Thanks to bank security personnel in Vergennes and New York, Merkel learned Aftab and Bukhsh had not returned to New Jersey from Vergennes, but had gone into New York and withdrawn $1,000 from a bank account there.  
On Dec. 1 authorities learned Aftab and Bukhsh opened a bank account in Johnson, Vt., and Bukhsh signed a lease for an apartment in North Troy and obtained a Vermont driver’s license.  
On Dec. 1 they also stopped at the Powderhorn Gun Shop in Williston, where Bukhsh bought a shotgun and a handgun, and Aftab asked about assault rifles and tried to add a second handgun to his mother’s purchase, but was denied.

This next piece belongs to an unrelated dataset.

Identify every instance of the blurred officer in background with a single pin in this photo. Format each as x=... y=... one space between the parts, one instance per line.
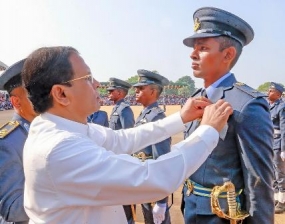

On Dec. 2, Aftab and Bukhsh went to Rack ’N Reel in New Haven, and Bukhsh bought a Glock pistol. While in the store, the two did not associate with each other, Merkel said.  
Rack ’N Reel contacted Vermont State Police in New Haven about Aftab and Bukhsh’s suspicious behavior. Merkel said both stores followed the law and were helpful to the investigation, during which he said officials concluded that Aftab, a felon not allowed to possess weapons, was trying to dodge detection while the guns were bought.
At least in part because of the Vermont investigation, in early December 2015 U.S. marshals arrested Aftab, 33. Authorities found guns and large knives in Aftab’s home and, when they arrested him in a car in which he was about to flee, Aftab also had ID cards and $35,000 in cash, according to Merkel.
Now, according to the Middlesex County press release, the investigation into Urooj Aftab’s death “is active and is continuing.”  
 In Vermont, Merkel said the case serves as a reminder to residents to call police if they see something that doesn’t seem quite right.
“This is the kind of guy, they float through our state, and most of the time we don’t know about them,” Merkel said. “There are dangerous people out there.”